Cinquefoil plants look a lot like strawberry plants, and that's because they are in the same family. These three flower in early spring and you can see them around the forest trails and hot dry environments.
Vernal Cinquefoil Potentilla verna (Fr. Potentille printaniere) -- favouring dry short grassland, roadsides and sunny slopes, the five segmented leaves are velvety and the flowers bright yellow. It is abundant but localised here on dry gravelly or sandy sites.
Barren Strawberry Potentilla sterilis (Fr. Fraisier sterile) -- this one looks a lot like a Wild Strawberry Fragaria vesca (Fr. Fraisier des bois), but its fruit is dry and does not resemble strawberries. It is frequently mistaken for Wild Strawberry by my walking companions and I have to disabuse them. It is easy to tell the two species apart once you know how though. The leaves of Barren Strawberries are toothed along the edge like Wild Strawberries, but with Barren Strawberries the terminal tooth is shorter than the two either side, unlike Wild Strawberries. It is a good nectar plant and attractive to pollinating insects. It is abundant in the Loire Valley, growing in the semi-shade in cool deep neutral soils, in woods, hedgerows, forestry parcels, heaths, grasslands and along tracks.
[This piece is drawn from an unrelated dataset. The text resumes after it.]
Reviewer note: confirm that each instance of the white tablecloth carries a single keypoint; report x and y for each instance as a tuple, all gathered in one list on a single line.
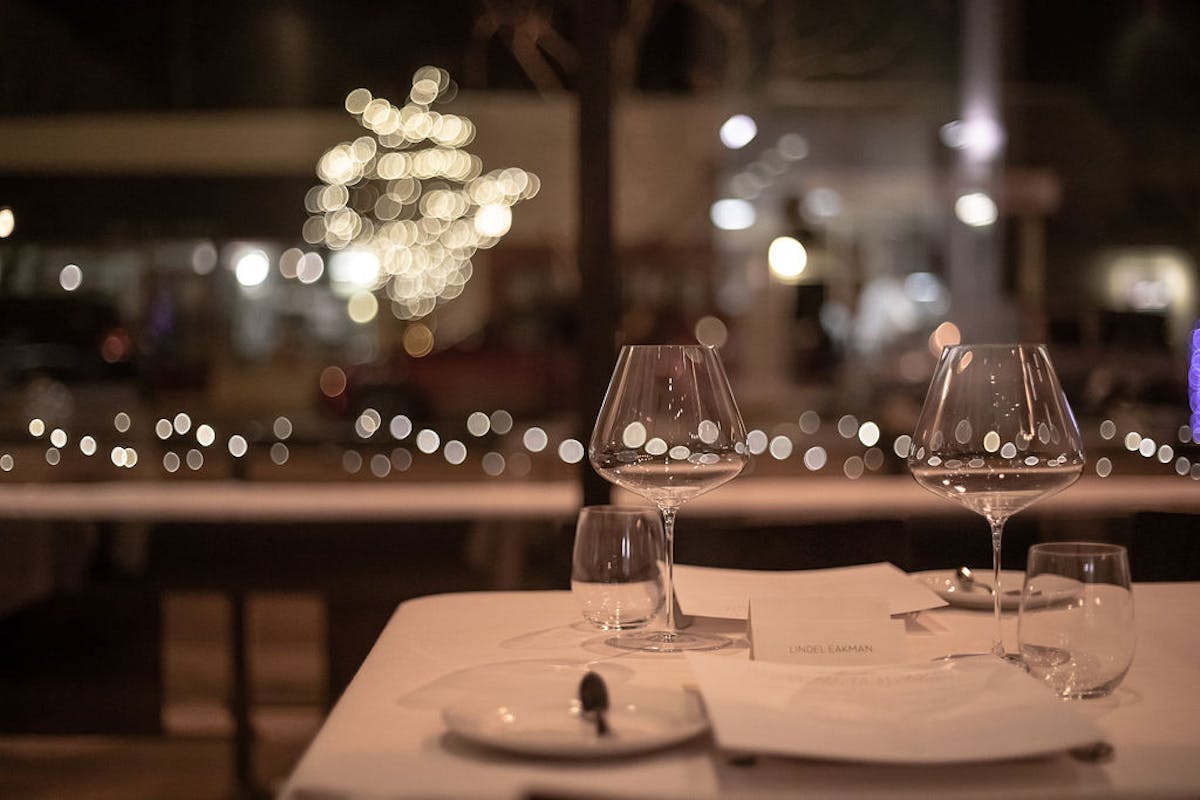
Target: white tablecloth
[(385, 737)]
Mountain Cinquefoil Potentilla montana (Fr. La Potentille brillante) -- white flowers and trifolate leaves. Despite its name, this is a lowland species of flinty soils. It is rare enough that its presence on a site will allow you to declare a Zone Naturelle d'Intéret Ecologique, Faunistique et Floristique (ZNIEFF). I've only ever seen it once, near Etableau.